If this tranny is the same as my wifes Lexus…then there is no maintenance schedule for tranny fluid change. However I surely wouldn’t follow that (no matter what the owners manual says). I’d still get the tranny serviced every 30-50 thousand miles. This tranny also uses the new Toyota WS fluid. It’s a full synthetic and expensive. And only a handful of oil companies sell a equivalent…and it’s just as expensive as the fluid from the Toyota dealer.

While I agree a tranny is a whole bunch of things…it’s still a black-box to most people on this forum. I may know that there’s a problem with my tranny…but I’m not skilled enough to know exactly what the problem is.

I do agree that a general mechanic or a transmission chain store are NOT the best place to take a transmission to for repair/diagnosis. Find a good independent transmission place. For some reason this little town not too far from me (Windham NH) has 5 transmission shops within a mile of each other. This town only has about 10k people.
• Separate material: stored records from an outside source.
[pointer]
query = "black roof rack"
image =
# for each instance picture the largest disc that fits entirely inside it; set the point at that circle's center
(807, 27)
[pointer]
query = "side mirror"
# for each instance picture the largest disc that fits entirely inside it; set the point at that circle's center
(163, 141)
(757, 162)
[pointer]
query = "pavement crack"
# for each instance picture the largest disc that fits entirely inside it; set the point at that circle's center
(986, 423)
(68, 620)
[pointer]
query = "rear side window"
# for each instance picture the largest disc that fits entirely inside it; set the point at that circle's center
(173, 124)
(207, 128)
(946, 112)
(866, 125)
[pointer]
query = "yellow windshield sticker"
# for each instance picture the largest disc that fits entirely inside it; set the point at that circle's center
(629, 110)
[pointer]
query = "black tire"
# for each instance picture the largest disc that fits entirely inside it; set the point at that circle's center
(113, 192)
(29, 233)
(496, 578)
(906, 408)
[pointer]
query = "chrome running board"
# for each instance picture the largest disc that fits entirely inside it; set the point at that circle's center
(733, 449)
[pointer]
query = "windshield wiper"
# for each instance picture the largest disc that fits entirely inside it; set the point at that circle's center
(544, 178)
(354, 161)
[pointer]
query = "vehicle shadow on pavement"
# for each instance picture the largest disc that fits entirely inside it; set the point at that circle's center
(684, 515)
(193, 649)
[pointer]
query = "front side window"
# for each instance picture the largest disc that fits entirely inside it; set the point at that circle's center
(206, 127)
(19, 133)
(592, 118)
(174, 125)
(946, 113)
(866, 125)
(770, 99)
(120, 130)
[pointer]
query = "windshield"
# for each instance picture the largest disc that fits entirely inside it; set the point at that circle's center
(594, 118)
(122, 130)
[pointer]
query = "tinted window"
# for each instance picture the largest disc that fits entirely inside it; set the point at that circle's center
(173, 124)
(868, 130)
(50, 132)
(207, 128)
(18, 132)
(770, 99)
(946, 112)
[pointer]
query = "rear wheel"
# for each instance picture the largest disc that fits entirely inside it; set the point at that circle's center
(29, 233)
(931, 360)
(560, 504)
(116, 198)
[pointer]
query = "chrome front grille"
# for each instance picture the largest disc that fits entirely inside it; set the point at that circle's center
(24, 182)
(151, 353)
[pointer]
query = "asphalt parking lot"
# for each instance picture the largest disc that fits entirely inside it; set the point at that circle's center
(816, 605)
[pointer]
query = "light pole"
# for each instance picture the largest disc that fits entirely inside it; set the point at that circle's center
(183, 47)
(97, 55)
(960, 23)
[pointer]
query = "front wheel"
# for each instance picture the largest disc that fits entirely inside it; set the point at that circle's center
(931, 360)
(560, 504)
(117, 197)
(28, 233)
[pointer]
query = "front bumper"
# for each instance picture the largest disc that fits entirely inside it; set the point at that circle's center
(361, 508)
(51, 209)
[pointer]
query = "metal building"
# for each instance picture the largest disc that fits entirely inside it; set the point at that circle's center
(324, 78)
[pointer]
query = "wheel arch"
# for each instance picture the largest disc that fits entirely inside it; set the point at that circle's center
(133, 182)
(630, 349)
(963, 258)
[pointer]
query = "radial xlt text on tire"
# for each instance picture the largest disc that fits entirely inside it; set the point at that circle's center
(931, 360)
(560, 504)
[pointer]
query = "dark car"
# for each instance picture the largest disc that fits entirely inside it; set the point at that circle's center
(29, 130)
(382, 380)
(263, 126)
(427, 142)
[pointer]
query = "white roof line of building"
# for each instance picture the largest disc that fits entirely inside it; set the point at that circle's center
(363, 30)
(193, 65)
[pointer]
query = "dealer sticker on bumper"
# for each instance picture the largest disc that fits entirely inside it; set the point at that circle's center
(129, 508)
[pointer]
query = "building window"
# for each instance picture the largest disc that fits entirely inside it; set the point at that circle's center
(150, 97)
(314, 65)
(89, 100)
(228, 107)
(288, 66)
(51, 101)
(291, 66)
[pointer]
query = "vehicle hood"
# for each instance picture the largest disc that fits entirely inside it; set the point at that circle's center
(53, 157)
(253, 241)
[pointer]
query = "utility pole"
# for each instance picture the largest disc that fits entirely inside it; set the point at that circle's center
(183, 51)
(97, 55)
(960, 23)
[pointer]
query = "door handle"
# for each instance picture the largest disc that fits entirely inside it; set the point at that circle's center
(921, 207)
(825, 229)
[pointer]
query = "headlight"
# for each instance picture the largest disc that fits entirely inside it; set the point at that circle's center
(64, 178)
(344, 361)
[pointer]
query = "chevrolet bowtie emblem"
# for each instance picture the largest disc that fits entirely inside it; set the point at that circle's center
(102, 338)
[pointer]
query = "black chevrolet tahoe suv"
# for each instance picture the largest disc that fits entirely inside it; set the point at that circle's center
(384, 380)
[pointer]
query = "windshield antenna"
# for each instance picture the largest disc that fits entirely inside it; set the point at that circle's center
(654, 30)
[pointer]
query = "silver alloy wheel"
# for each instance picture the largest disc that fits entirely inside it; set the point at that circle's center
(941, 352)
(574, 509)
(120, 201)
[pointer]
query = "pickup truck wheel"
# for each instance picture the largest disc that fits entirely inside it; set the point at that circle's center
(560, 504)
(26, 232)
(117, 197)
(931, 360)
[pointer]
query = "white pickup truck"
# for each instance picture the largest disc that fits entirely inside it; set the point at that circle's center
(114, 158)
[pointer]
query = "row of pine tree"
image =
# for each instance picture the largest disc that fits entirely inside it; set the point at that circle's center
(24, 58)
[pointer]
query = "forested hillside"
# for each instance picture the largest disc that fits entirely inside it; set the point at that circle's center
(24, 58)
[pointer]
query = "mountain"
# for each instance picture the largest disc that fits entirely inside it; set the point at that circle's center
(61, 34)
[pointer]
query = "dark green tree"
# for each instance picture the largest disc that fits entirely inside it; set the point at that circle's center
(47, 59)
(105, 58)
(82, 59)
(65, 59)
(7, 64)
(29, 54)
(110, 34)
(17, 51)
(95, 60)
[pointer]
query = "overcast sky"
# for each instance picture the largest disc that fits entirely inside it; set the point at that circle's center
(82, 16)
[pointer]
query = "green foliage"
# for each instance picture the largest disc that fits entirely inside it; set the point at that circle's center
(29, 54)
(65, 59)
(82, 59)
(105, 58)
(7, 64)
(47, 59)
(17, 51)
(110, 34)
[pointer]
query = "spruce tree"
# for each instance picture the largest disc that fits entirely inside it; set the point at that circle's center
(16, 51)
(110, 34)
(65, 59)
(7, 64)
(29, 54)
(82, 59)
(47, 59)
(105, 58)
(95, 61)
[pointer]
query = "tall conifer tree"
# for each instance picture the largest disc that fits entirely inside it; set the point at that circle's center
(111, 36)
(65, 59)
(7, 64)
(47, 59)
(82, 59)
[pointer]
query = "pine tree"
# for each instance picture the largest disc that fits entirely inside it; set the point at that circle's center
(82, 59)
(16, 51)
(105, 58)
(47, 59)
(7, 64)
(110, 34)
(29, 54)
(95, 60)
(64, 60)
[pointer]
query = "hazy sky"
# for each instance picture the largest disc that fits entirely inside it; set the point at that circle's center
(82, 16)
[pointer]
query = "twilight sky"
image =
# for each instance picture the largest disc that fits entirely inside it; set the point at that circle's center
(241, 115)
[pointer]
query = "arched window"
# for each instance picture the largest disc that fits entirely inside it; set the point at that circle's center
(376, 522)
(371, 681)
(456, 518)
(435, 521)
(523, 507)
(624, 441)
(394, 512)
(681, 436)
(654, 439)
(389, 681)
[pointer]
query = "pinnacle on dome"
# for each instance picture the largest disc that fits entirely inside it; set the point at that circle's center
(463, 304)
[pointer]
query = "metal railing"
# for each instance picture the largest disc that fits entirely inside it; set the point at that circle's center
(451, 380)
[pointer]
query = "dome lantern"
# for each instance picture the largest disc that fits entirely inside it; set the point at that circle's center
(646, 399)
i had the same issue mines went at 20k amd then again at 167k. the dealership and Toyota did NOT want to repair it because of the high milage. 85% highway miles from what i have been reading the tranny is sealed and does not have a place for replacement of fluids no dipstick either!!. the dealership told me that there is a process of removing the fluids from the tranny but it is time consuming. which means $$$$$$ I a, very disappointed with the toyota as a company

Call up Toyota and see if you can get a goodwill repair done. They had some significant issues with the transmissions in V6 Camrys in 2007, particularly with the earlier built ones. They might just be willing to shoulder some of the cost. In my personal experience, Toyotas haven’t been any better than other brands I’ve owned for reliability, but Toyota has been very very good about stepping up and covering unusually large repairs outside of warranty. Even got two engine replacements on an 87 Camry out of them outside of warranty.

If this tranny is the same as my wifes Lexus…then there is no maintenance schedule for tranny fluid change. "

Yep - I see this on a lot of Toyotas (and other makes). I blame it on them trying to manipulate Edmunds’ True Cost to Own for advertising purposes. If you call for a fluid check in the manual, there’s no cost associated, but a fluid change means cost and a higher TCO. That’s one of several reasons I put zero faith in TCO. The manufacturers are doing their customers a disservice with this sort of approach, IMO.

OTOH, then there’s my Mazda6. Dang, they’re overly ambitious in the manual for that vehicle. It is over two years old, under 16,000 miles, but the manual is already calling for a brake fluid change. I’ve NEVER done those on that short of an interval, and the only issue I’ve ever had was brake hoses wearing out with age (sorry, but I don’t think changing fluids every two years will prevent a hose from wearing out after 14).

Yep - I see this on a lot of Toyotas (and other makes). I blame it on them trying to manipulate Edmunds' True Cost to Own for advertising purposes.

I don’t doubt that for one minute. It’s probably fine for the average owner who only keeps their vehicle for 100k miles. But for some of us who keep them 300k+ miles…it’s NOT ok. The rest of their maintenance schedule seems reasonable. It comes down to a numbers game. I’m sure if they started seeing too many transmission failures in that 100k-150k miles…they might change their schedule. I’ll bet they aren’t seeing many failures. But I’d like to see the failures for vehicles with 200k - 250k miles. I know for a fact that changing my tranny fluid every 50k miles is a lot better for the tranny then not changing it at all. And it’s not that expensive.

@MikeInNH : I agree wholeheartedly. I bought my first automatic car in 1965, and have had 9 since that time. All had their fluid and filter changed at least every 30,000 miles. Five of the vehicle towed small trailers.

The ONLY transmission repair I’ve ever had was on a C-4 unit in a 1971 Mercury Comet. It cost all of $185 at that time to replace a band, I believe.